Nessa época, as mulheres ainda eram subjugadas aos homens, e seu dever era se casar, dar filhos herdeiros ao seu marido e cuidar da casa. Se isso não fosse o desejado, o convento servia como opção. Contudo, a jovem Alessandra não almejava nenhum desses dois destinos. Quando um pintor, trazido pelo seu pai para ilustrar a capela de sua casa, chega à Florença, o instinto artístico só aumenta, e desperta em Alessandra a possibilidade de se aprofundar na pintura. Mas o ele é misterioso, sempre está acuado à sua presença, e suas saídas solitárias à noite levantam suspeitas em Alessandra quanto a uma série de assassinatos que atinge Florença. Se não bastasse isso, a chegada do exército francês a faz se casar às pressas, uma troca feita entre ela e seu marido para que os dois se protejam de Savonarola, que estreita o cerco religioso em Florença.

Parece que Sarah Dunant recebeu o manuscrito com os relatos de Alessandra, como se tivesse passado de mão em mão por herança de família, e que agora resolveu publicá-lo. Quem leu A Esposa Bórgia vai identificar vários aspectos parecidos, sendo que as histórias se passam no mesmo país e época. O que é muito interessante, pois vemos a vida italiana do século XV por outros olhos. Aqui, o centro de tudo é Alessandra, e através dela vemos grandes nomes da história política e artística. Entretanto, esse não é um romance que usa essas personagens históricas para conferir ação à trama. O drama de Alessandra se sustenta sozinho e esses nomes são revelados ocasionalmente, no decorrer da narrativa.

A caracterização das personagens foi feita de tal forma que todos são cativantes, não importa os erros e pecados que elas cometam. Alessandra de início poderia ser considerada mimada e arrogante, mas conforme cresce percebe-se que ela é uma jovem astuta e realmente inteligente, com os defeitos de qualquer humano, mas com um coração incapaz de sentir raiva das tramas de seu marido ou de sua família. E assim é com as outras personagens.

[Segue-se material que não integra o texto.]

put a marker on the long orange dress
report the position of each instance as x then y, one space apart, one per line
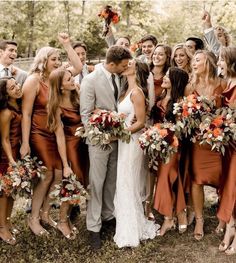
169 195
227 189
206 165
15 139
77 152
43 142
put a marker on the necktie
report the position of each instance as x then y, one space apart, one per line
113 77
6 72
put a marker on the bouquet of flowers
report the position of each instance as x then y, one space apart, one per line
109 15
19 178
217 129
159 142
71 190
103 126
189 112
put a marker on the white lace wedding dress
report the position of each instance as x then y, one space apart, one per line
131 224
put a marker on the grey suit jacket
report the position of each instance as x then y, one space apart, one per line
96 93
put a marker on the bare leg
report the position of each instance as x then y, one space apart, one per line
40 192
198 202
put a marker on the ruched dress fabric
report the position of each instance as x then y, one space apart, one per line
131 224
43 142
15 140
169 193
206 165
77 152
227 190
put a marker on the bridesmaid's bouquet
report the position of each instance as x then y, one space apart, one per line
19 178
189 112
69 190
159 142
104 126
110 16
217 129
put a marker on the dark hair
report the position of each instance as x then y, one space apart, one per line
116 54
4 43
199 44
168 51
179 80
151 38
79 44
3 92
126 37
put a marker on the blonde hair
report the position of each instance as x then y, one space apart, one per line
40 61
186 51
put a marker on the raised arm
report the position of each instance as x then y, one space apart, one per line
5 121
75 61
30 89
138 99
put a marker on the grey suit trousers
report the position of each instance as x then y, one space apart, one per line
102 180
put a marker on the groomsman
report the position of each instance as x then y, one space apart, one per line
101 90
8 54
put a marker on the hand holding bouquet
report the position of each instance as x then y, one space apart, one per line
19 178
189 112
103 126
69 190
109 15
217 129
159 142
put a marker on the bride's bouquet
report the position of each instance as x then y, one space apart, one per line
110 16
19 178
217 129
69 190
159 142
103 126
189 112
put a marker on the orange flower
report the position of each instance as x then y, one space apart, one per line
217 132
218 121
163 132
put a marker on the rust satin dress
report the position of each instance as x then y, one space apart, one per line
15 139
227 190
169 195
42 141
77 151
206 165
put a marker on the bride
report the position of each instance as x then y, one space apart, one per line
131 224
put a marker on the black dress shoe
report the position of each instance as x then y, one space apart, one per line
95 240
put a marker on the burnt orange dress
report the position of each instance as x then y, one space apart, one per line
227 190
206 165
77 151
15 139
169 195
42 141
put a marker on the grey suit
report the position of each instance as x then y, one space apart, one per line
96 92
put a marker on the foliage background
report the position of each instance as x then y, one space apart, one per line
34 24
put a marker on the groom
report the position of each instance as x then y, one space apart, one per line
100 90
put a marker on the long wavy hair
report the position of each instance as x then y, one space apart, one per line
167 51
56 96
40 61
210 67
186 51
229 55
4 98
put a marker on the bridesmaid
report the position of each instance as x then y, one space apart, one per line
63 113
158 67
10 130
169 196
227 207
36 134
206 165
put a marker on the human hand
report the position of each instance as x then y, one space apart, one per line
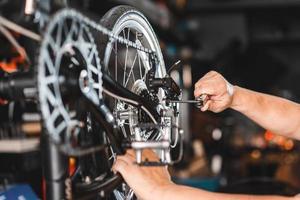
147 182
218 90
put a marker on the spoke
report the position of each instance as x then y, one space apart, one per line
93 68
59 34
92 53
116 61
50 79
123 131
126 54
131 69
140 67
55 113
50 96
61 127
49 64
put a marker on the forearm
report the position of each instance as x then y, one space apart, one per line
178 192
272 113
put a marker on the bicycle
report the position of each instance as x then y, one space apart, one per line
94 109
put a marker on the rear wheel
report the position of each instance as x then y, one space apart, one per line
129 67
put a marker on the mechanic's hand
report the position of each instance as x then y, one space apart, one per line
218 90
147 182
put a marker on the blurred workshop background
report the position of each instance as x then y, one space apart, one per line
254 44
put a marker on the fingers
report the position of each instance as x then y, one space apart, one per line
208 75
120 166
206 106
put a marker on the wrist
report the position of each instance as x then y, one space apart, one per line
163 192
236 98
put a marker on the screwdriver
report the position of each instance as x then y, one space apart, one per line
199 101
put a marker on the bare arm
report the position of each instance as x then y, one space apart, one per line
272 113
151 183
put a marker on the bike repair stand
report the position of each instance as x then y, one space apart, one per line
55 169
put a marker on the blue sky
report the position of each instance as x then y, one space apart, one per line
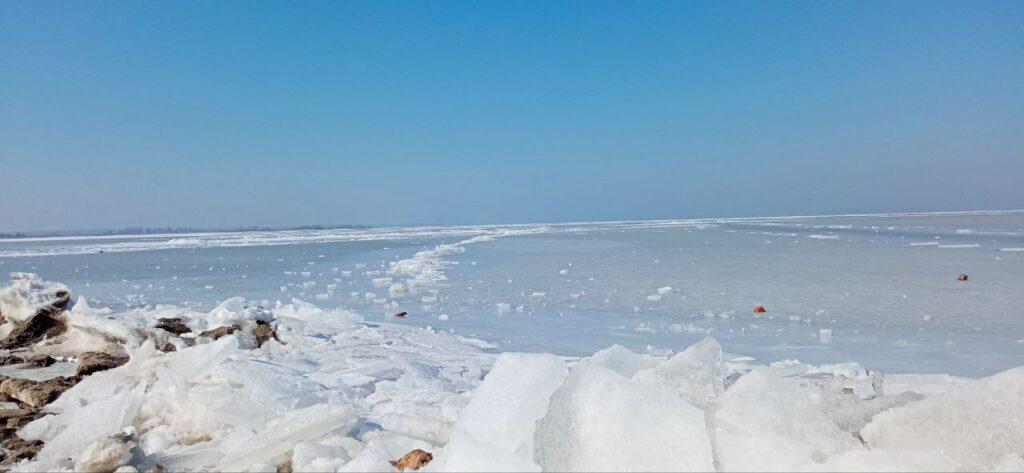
223 114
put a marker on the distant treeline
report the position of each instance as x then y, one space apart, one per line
168 229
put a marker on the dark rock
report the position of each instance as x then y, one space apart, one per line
16 422
37 393
218 332
9 359
174 326
47 323
93 361
39 359
413 460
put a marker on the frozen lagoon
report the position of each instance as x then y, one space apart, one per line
334 390
884 286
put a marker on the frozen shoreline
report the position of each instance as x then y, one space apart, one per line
338 393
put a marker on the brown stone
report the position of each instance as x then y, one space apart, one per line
37 393
47 323
413 460
93 361
218 332
263 332
18 449
174 326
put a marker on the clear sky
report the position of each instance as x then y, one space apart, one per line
248 113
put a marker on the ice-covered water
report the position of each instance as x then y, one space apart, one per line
881 290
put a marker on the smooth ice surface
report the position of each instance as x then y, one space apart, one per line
334 391
880 290
601 421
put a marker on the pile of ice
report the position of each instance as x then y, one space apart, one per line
336 393
25 296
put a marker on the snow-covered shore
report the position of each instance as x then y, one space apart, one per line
331 391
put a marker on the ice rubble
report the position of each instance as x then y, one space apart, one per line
336 393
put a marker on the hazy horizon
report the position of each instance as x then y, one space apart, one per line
114 231
238 114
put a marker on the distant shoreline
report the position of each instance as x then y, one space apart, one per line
180 230
157 231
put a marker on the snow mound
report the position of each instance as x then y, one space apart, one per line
695 375
495 431
27 295
331 392
602 421
979 426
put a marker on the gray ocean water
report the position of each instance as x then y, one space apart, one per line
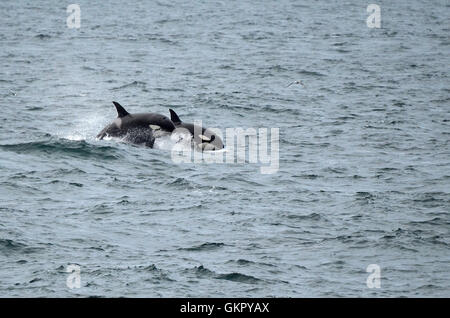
364 158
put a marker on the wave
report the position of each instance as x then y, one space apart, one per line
65 147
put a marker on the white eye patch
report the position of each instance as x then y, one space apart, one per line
154 127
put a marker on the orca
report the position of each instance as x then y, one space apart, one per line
204 138
137 128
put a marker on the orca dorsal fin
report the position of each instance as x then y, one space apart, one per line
121 112
174 117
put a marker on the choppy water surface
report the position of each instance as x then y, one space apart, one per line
364 149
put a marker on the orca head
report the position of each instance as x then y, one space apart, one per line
207 140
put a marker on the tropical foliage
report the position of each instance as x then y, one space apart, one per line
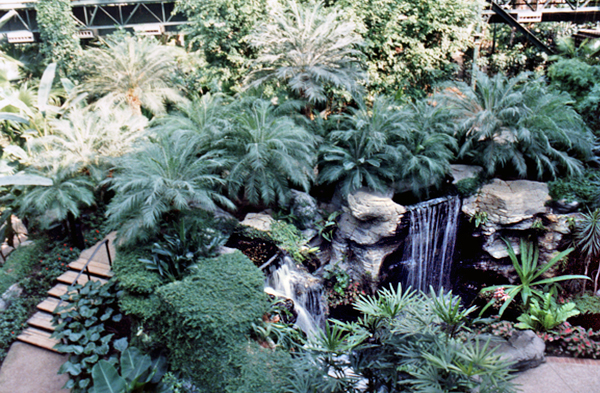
269 153
132 70
309 48
164 176
518 127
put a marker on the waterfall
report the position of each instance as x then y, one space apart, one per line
304 290
429 246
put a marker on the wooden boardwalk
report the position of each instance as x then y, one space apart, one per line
40 324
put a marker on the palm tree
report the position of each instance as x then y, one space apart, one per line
86 139
518 126
164 177
59 202
425 146
202 121
360 153
308 48
133 70
269 151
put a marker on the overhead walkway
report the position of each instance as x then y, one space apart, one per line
98 17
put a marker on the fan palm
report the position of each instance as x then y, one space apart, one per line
517 125
425 146
164 176
133 70
308 48
270 153
360 153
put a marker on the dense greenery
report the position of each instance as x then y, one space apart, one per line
58 33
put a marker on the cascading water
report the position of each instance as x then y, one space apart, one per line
429 246
303 289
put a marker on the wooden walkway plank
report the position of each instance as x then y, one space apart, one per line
42 320
96 268
69 277
39 338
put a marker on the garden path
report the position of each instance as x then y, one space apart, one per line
32 369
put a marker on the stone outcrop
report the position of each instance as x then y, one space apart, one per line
461 172
366 232
508 202
524 349
261 221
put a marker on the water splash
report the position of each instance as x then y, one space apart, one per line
304 290
429 246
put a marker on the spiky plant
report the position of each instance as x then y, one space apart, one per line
517 126
165 176
133 70
359 153
59 202
309 48
269 152
425 146
587 240
85 140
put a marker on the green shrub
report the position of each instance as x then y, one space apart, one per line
20 263
132 274
206 317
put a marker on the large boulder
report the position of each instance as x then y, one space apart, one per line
260 221
524 349
508 202
367 232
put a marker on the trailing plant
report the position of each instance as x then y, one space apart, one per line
543 317
82 322
132 372
529 273
58 34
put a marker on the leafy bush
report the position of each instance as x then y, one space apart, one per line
82 323
132 372
402 342
13 321
205 318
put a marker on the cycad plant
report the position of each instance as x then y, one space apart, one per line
518 127
425 146
165 176
59 202
269 154
587 240
86 139
359 154
309 48
136 71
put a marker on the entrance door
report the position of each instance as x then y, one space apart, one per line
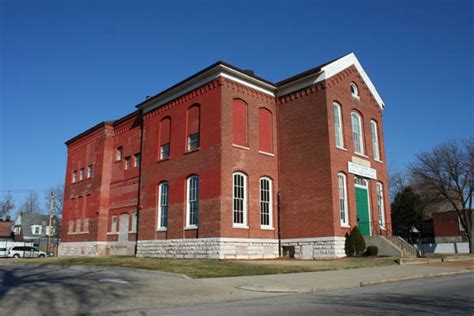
123 227
362 204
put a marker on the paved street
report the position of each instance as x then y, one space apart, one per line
444 295
55 290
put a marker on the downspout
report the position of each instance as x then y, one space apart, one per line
278 173
139 182
279 225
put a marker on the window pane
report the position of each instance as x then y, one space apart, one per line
239 199
265 202
375 140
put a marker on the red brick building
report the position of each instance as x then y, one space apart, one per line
228 165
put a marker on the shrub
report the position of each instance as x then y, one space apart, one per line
348 246
372 251
357 241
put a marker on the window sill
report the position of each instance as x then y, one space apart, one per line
163 160
78 233
240 226
361 155
191 151
241 147
266 153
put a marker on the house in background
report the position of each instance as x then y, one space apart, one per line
6 228
35 228
448 234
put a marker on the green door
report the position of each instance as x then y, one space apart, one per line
362 204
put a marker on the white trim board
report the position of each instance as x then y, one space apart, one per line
327 72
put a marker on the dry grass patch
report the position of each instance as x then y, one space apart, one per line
209 268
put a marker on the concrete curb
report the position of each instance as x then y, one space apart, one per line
454 259
415 277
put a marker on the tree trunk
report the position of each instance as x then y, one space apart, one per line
471 242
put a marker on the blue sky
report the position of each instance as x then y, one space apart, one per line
67 65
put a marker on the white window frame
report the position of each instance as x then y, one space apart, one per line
119 153
113 224
89 171
243 198
355 91
163 201
461 228
162 157
357 136
190 225
380 204
375 140
34 228
342 177
338 128
136 160
193 139
127 162
269 203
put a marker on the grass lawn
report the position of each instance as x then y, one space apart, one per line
208 268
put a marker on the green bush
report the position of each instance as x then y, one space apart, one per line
372 251
348 246
357 241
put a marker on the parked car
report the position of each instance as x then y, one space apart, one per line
25 252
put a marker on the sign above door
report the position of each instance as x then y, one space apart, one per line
361 170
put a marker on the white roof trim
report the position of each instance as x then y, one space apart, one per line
208 76
330 70
223 71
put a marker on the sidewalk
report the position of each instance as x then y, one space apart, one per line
79 290
188 292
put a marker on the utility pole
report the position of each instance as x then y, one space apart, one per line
51 205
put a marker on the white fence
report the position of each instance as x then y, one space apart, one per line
445 247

O Nascimento de Vênus é um livro que pode não emocionar no sentido de arrancar lágrimas durante a leitura. Contudo, ele é marcante, seu descortinar não é previsível, a leitura foi uma surpresa a cada página, despertando uma curiosidade que fazia ser difícil fechar o livro. Sarah montou uma história cativante, que entretém e faz refletir. Segundo a autora, a base da narrativa é proveniente de estudos modernos, apresentando no livro fatos que não estão presentes em outras obras do gênero. Uma narrativa que, de forma criativa, apresenta ao leitor os aspectos da sociedade do século XV sem ter que apelar para feitos mirabolantes dos nomes da época, além de ensinar um pouquinho mais sobre a vida desses anos.